Mais qu’est-ce qu’on va faire de... Stéphane Hessel

Spécialiste pendant trente ans de la coopération et du développement, et défenseur de relations plus justes avec les pays du Tiers-Monde, le petit père de l’indignation Stéphane Hessel s’est intéressé à l’Afrique tout au long de sa carrière. Mais, depuis son premier séjour au Congo en 1953, alors qu’il travaillait pour les Nations unies, jusqu’à ses voyages au Burkina Faso dans les années 1990, ses aventures africaines apparaissent comme une succession de déconvenues. Le mot « échec » revient d’ailleurs presque chaque fois qu’il est question du continent noir dans son autobiographie, Danse avec le Siècle (Seuil, 1997). Laquelle ressemble fort, du coup, à l’autoportrait d’un poisson rouge cherchant à faire rendre gorge à un banc de requins.

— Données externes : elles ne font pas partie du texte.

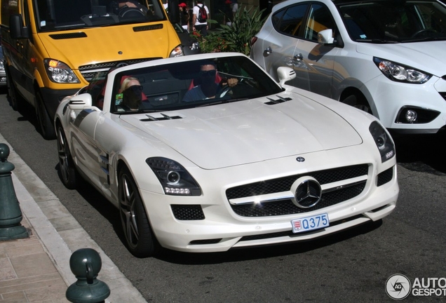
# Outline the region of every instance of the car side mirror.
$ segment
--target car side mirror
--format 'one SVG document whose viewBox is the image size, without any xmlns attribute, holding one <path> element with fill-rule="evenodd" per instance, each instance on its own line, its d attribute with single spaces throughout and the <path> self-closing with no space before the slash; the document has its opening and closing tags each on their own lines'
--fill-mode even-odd
<svg viewBox="0 0 446 303">
<path fill-rule="evenodd" d="M 68 106 L 72 110 L 82 110 L 84 107 L 91 107 L 92 104 L 91 95 L 83 93 L 72 97 Z"/>
<path fill-rule="evenodd" d="M 319 44 L 333 44 L 335 42 L 334 38 L 333 38 L 333 29 L 324 29 L 318 33 L 318 43 Z"/>
<path fill-rule="evenodd" d="M 279 79 L 279 85 L 281 86 L 285 82 L 296 78 L 296 72 L 290 67 L 280 67 L 277 69 L 277 75 Z"/>
</svg>

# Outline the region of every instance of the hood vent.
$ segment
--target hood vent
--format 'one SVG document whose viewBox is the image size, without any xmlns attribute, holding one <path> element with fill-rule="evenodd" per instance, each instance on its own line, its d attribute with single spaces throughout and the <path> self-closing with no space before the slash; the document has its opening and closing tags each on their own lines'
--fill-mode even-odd
<svg viewBox="0 0 446 303">
<path fill-rule="evenodd" d="M 271 98 L 269 97 L 268 100 L 269 100 L 269 102 L 265 102 L 265 104 L 266 105 L 276 105 L 276 104 L 279 104 L 279 103 L 282 103 L 282 102 L 284 102 L 290 101 L 291 100 L 290 97 L 284 98 L 284 97 L 281 97 L 279 95 L 278 95 L 277 97 L 278 98 L 278 100 L 273 100 L 273 99 L 271 99 Z"/>
<path fill-rule="evenodd" d="M 60 39 L 74 39 L 74 38 L 86 38 L 87 34 L 84 33 L 83 32 L 79 32 L 76 33 L 50 34 L 50 36 L 55 40 L 60 40 Z"/>
<path fill-rule="evenodd" d="M 147 114 L 146 116 L 147 116 L 147 119 L 142 119 L 140 121 L 142 122 L 149 122 L 149 121 L 154 121 L 176 120 L 179 119 L 182 119 L 182 117 L 180 116 L 168 116 L 164 114 L 161 114 L 161 116 L 154 117 L 153 116 Z"/>
</svg>

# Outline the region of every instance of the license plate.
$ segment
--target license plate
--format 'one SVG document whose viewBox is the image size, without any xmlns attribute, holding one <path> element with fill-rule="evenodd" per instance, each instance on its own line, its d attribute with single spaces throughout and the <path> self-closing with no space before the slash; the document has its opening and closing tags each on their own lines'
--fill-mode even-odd
<svg viewBox="0 0 446 303">
<path fill-rule="evenodd" d="M 292 232 L 295 234 L 327 227 L 330 225 L 328 214 L 295 219 L 291 220 L 291 225 L 292 225 Z"/>
</svg>

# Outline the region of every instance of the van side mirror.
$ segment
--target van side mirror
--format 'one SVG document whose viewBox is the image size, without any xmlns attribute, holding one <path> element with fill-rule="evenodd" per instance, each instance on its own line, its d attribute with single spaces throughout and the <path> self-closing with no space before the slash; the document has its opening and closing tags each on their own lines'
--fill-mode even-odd
<svg viewBox="0 0 446 303">
<path fill-rule="evenodd" d="M 279 79 L 279 85 L 281 86 L 285 82 L 296 78 L 296 72 L 290 67 L 280 67 L 277 69 L 277 76 Z"/>
<path fill-rule="evenodd" d="M 72 110 L 82 110 L 84 107 L 91 107 L 91 95 L 83 93 L 75 95 L 69 100 L 69 107 Z"/>
<path fill-rule="evenodd" d="M 11 37 L 13 39 L 30 38 L 28 27 L 23 26 L 23 20 L 20 14 L 12 14 L 9 16 L 9 31 Z"/>
<path fill-rule="evenodd" d="M 333 29 L 327 29 L 319 32 L 318 33 L 318 43 L 323 45 L 336 43 L 334 38 L 333 38 Z"/>
<path fill-rule="evenodd" d="M 170 23 L 180 23 L 180 8 L 178 0 L 168 0 L 168 12 Z"/>
</svg>

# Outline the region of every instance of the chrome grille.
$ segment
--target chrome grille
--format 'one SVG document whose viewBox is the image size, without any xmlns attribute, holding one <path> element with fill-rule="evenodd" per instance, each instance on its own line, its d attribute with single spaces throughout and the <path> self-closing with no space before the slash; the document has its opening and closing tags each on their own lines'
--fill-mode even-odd
<svg viewBox="0 0 446 303">
<path fill-rule="evenodd" d="M 290 192 L 292 184 L 301 177 L 313 177 L 321 185 L 338 182 L 336 187 L 323 191 L 320 201 L 309 208 L 297 207 L 290 198 L 266 203 L 230 203 L 232 210 L 243 217 L 269 217 L 303 213 L 333 206 L 359 195 L 365 187 L 367 173 L 367 164 L 337 168 L 241 185 L 228 189 L 226 194 L 229 201 L 252 197 L 254 201 L 256 196 Z M 342 183 L 342 186 L 339 186 L 339 182 Z"/>
</svg>

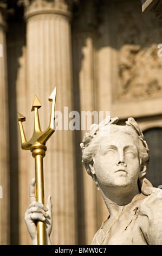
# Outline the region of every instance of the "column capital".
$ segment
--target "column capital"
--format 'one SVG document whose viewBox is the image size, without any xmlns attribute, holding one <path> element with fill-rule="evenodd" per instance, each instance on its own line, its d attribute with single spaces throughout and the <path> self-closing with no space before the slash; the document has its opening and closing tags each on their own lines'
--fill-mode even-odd
<svg viewBox="0 0 162 256">
<path fill-rule="evenodd" d="M 76 1 L 76 0 L 75 0 Z M 40 14 L 54 14 L 70 18 L 75 0 L 18 0 L 17 4 L 24 7 L 24 17 Z"/>
<path fill-rule="evenodd" d="M 104 3 L 103 0 L 78 1 L 74 8 L 73 32 L 97 32 L 99 25 L 102 22 Z"/>
</svg>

Or, de requins, la Françafrique en est peuplée. Et de tellement carnassiers qu’ils digèrent tout ce qui leur passe sous le nez. Le chapitre que Stéphane Hessel consacre à ses amitiés avec le président burkinabé Blaise Compaoré est à ce titre assez éloquent. Les deux hommes se sont rencontrés au début des années 1990, quand le président du Burkina Faso cherchait des alliés pour ripoliner l’image internationale de son régime.

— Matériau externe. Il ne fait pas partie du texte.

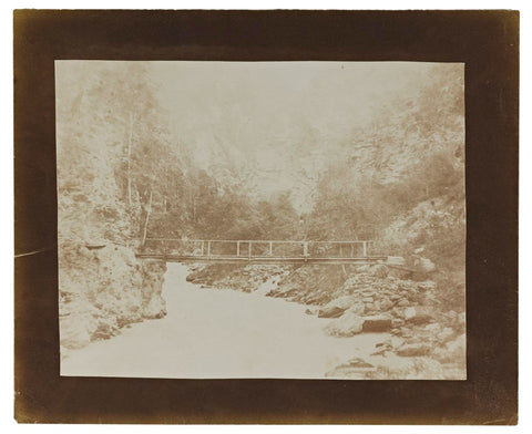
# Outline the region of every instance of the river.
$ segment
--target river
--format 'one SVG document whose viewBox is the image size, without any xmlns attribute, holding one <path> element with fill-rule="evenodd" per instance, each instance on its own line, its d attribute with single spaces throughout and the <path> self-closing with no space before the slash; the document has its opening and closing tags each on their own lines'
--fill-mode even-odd
<svg viewBox="0 0 532 434">
<path fill-rule="evenodd" d="M 369 356 L 388 337 L 329 337 L 323 328 L 330 320 L 265 297 L 267 287 L 253 293 L 200 288 L 185 280 L 187 273 L 186 266 L 168 264 L 165 318 L 72 350 L 61 362 L 61 375 L 324 379 L 354 356 Z"/>
</svg>

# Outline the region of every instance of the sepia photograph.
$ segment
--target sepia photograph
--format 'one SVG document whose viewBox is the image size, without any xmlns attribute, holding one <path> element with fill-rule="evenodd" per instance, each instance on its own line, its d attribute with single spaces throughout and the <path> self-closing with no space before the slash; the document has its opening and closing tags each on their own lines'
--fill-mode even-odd
<svg viewBox="0 0 532 434">
<path fill-rule="evenodd" d="M 62 376 L 467 380 L 463 63 L 54 68 Z"/>
</svg>

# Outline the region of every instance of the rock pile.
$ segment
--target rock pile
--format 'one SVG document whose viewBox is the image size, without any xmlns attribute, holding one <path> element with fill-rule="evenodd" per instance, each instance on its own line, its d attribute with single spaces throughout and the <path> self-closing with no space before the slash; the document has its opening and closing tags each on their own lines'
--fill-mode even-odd
<svg viewBox="0 0 532 434">
<path fill-rule="evenodd" d="M 129 248 L 104 245 L 61 249 L 59 310 L 61 347 L 76 349 L 109 339 L 143 319 L 162 318 L 166 265 L 139 261 Z"/>
</svg>

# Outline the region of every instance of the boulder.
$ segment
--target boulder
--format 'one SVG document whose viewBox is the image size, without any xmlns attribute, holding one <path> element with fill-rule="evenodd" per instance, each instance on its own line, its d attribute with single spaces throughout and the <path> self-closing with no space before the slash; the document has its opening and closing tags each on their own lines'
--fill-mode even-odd
<svg viewBox="0 0 532 434">
<path fill-rule="evenodd" d="M 361 333 L 364 319 L 356 313 L 346 312 L 340 318 L 330 321 L 325 331 L 334 337 L 352 337 Z"/>
<path fill-rule="evenodd" d="M 434 322 L 433 310 L 429 307 L 423 306 L 416 306 L 405 309 L 405 318 L 409 323 L 416 326 L 429 324 L 431 322 Z"/>
<path fill-rule="evenodd" d="M 393 307 L 393 302 L 388 297 L 382 297 L 380 299 L 380 309 L 389 310 Z"/>
<path fill-rule="evenodd" d="M 325 306 L 319 309 L 318 318 L 338 318 L 346 311 L 345 308 L 338 308 L 337 306 Z"/>
<path fill-rule="evenodd" d="M 391 318 L 383 316 L 365 317 L 362 331 L 365 332 L 385 332 L 391 330 Z"/>
<path fill-rule="evenodd" d="M 319 318 L 338 318 L 347 309 L 359 302 L 360 298 L 357 294 L 338 297 L 327 304 L 325 304 L 318 312 Z"/>
<path fill-rule="evenodd" d="M 401 355 L 405 358 L 415 358 L 415 356 L 422 356 L 428 355 L 432 352 L 431 347 L 426 343 L 403 343 L 396 350 L 397 355 Z"/>
<path fill-rule="evenodd" d="M 388 267 L 383 265 L 371 266 L 371 268 L 369 269 L 369 273 L 371 276 L 383 279 L 388 276 Z"/>
<path fill-rule="evenodd" d="M 365 310 L 366 310 L 366 304 L 362 303 L 361 301 L 357 301 L 347 311 L 361 316 L 364 314 Z"/>
</svg>

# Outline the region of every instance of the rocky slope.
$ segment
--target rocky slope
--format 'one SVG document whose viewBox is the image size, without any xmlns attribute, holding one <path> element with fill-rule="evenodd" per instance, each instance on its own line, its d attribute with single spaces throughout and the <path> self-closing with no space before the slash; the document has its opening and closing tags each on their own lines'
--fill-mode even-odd
<svg viewBox="0 0 532 434">
<path fill-rule="evenodd" d="M 254 291 L 277 276 L 266 296 L 307 304 L 324 331 L 344 338 L 386 332 L 370 360 L 345 361 L 328 374 L 351 379 L 462 379 L 466 317 L 448 309 L 432 280 L 405 278 L 386 266 L 202 266 L 187 278 L 214 288 Z"/>
<path fill-rule="evenodd" d="M 137 260 L 112 244 L 60 250 L 61 353 L 109 339 L 133 322 L 166 314 L 161 297 L 166 265 Z"/>
</svg>

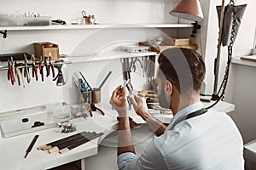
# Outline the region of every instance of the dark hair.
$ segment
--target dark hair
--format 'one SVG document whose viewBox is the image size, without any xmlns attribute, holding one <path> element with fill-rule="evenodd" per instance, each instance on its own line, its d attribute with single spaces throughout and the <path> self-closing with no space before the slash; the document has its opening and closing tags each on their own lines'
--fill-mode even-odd
<svg viewBox="0 0 256 170">
<path fill-rule="evenodd" d="M 160 76 L 165 76 L 179 91 L 200 90 L 205 78 L 206 67 L 201 56 L 187 48 L 168 48 L 158 59 Z"/>
</svg>

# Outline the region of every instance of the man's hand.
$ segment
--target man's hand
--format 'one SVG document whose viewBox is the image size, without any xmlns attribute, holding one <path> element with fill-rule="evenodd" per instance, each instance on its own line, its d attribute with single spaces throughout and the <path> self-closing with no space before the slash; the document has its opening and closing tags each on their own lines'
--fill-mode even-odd
<svg viewBox="0 0 256 170">
<path fill-rule="evenodd" d="M 110 101 L 114 109 L 118 111 L 119 117 L 127 116 L 128 103 L 126 99 L 125 88 L 119 86 L 112 94 Z"/>
<path fill-rule="evenodd" d="M 140 97 L 138 95 L 135 95 L 133 98 L 130 95 L 128 96 L 128 99 L 132 104 L 134 110 L 138 116 L 140 116 L 144 121 L 149 118 L 151 115 L 148 110 L 145 98 Z"/>
</svg>

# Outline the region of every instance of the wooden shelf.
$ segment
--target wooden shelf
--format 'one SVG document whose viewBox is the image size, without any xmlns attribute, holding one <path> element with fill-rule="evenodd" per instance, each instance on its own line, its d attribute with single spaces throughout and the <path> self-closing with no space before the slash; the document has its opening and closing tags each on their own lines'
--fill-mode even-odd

Contacté par Jean Guion, lobbyiste français de Compaoré et président d’un nébuleux Conseil international de solidarité avec le Burkina Faso (Cisab), Hessel se rend pour la première fois à Ouagadougou, avec son épouse, en 1990. Invité officiellement pour donner une conférence sur la démocratie, il tombe en pâmoison devant l’apprenti dictateur. « Inutile de le nier, nous fûmes très séduits par cet homme intelligent, fin et qui exprimait bien ses convictions, écrit-il. Il mit l’hélicoptère présidentiel à notre disposition pour nous faire voir le barrage de Bagré et les travaux agricoles qui profiteraient de la régulation des eaux. »

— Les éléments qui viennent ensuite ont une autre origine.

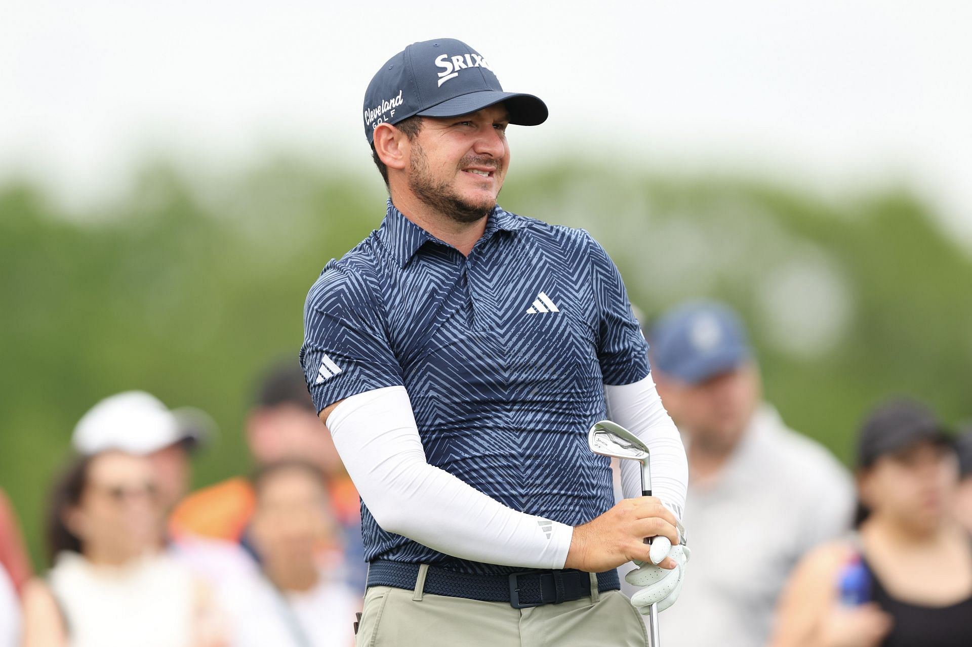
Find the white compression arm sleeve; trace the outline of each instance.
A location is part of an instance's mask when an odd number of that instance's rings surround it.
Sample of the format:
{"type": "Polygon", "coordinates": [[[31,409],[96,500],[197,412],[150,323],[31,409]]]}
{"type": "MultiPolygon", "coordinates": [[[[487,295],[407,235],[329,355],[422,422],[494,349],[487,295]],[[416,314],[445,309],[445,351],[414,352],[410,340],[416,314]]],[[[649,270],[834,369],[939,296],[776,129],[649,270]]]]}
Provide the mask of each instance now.
{"type": "MultiPolygon", "coordinates": [[[[648,375],[633,384],[605,385],[610,419],[641,438],[651,453],[651,494],[680,521],[688,489],[688,460],[681,436],[669,417],[648,375]]],[[[621,461],[625,496],[642,495],[641,468],[635,460],[621,461]]]]}
{"type": "Polygon", "coordinates": [[[344,399],[327,426],[362,500],[385,530],[463,560],[564,567],[572,527],[517,512],[429,464],[404,387],[344,399]]]}

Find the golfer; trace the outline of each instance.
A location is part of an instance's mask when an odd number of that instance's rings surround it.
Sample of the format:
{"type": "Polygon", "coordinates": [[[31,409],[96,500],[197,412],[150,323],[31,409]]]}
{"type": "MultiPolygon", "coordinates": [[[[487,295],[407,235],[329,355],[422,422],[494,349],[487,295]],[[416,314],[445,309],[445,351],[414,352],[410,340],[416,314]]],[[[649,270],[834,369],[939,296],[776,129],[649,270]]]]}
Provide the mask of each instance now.
{"type": "Polygon", "coordinates": [[[643,646],[639,611],[677,596],[685,453],[617,268],[587,232],[497,205],[506,126],[546,117],[452,39],[365,92],[385,219],[311,288],[300,349],[363,500],[358,645],[643,646]],[[655,496],[626,460],[614,504],[586,443],[608,416],[649,446],[655,496]],[[632,560],[651,584],[629,600],[632,560]]]}

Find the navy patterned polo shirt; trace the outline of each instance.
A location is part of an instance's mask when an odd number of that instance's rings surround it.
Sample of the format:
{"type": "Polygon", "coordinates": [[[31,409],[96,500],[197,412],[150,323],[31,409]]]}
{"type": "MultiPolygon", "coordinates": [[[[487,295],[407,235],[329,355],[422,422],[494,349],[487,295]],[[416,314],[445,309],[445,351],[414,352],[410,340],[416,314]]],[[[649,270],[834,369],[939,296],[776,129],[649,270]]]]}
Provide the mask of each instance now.
{"type": "MultiPolygon", "coordinates": [[[[608,459],[587,448],[604,385],[644,378],[646,352],[621,276],[586,231],[498,206],[467,257],[389,201],[381,227],[307,294],[300,363],[319,412],[403,386],[431,464],[577,526],[614,500],[608,459]]],[[[387,532],[364,503],[362,533],[367,561],[518,570],[387,532]]]]}

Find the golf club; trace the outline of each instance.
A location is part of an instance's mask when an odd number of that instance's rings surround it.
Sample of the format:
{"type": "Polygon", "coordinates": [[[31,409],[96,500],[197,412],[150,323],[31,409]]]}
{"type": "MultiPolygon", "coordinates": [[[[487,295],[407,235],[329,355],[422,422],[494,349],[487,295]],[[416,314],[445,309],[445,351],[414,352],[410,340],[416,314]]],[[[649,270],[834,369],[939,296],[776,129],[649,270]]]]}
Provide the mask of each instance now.
{"type": "MultiPolygon", "coordinates": [[[[651,455],[648,446],[638,436],[616,423],[603,420],[591,426],[587,445],[595,454],[642,463],[642,495],[651,496],[651,455]]],[[[645,537],[644,543],[650,544],[651,537],[645,537]]],[[[655,604],[648,607],[648,631],[651,633],[651,647],[660,647],[655,604]]]]}

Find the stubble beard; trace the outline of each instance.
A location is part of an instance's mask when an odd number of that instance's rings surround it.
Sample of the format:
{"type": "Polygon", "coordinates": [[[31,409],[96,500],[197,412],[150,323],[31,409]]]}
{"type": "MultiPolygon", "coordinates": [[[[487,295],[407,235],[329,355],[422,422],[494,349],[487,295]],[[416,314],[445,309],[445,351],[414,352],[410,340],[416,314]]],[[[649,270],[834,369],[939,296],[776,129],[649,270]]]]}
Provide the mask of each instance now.
{"type": "MultiPolygon", "coordinates": [[[[469,224],[486,218],[496,207],[495,199],[471,202],[453,190],[449,182],[436,182],[429,170],[429,160],[426,158],[422,147],[413,143],[412,152],[409,163],[408,188],[432,209],[456,222],[469,224]]],[[[460,162],[461,165],[469,166],[475,163],[475,161],[467,159],[460,162]]],[[[495,172],[499,172],[499,164],[495,160],[486,163],[496,165],[495,172]]]]}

Subjugué, le vieux diplomate accepte même de rédiger une préface pour l’hagiographie que Jean Guion consacre à son champion : Blaise Compaoré, réalisme et intégrité (Berger-Levrault, 1991). Le président du Burkina, s’enthousiasme Hessel, fait partie de cette « nouvelle génération d’hommes politiques africains, épris de justice […] qui donnent à l’Afrique une nouvelle chance1 ». Le préfacier ne s’émeut guère, à l’époque, des bruits insistants qui désignent Compaoré comme responsable de l’assassinat de son prédécesseur, Thomas Sankara. Un tantinet plus lucide, Hessel ne le condamne pourtant pas dans ses mémoires, rédigés cinq ans plus tard : « Estimant que Sankara passait les bornes de l’autoritarisme, il l’avait renversé et fait exécuter »… Vae victis.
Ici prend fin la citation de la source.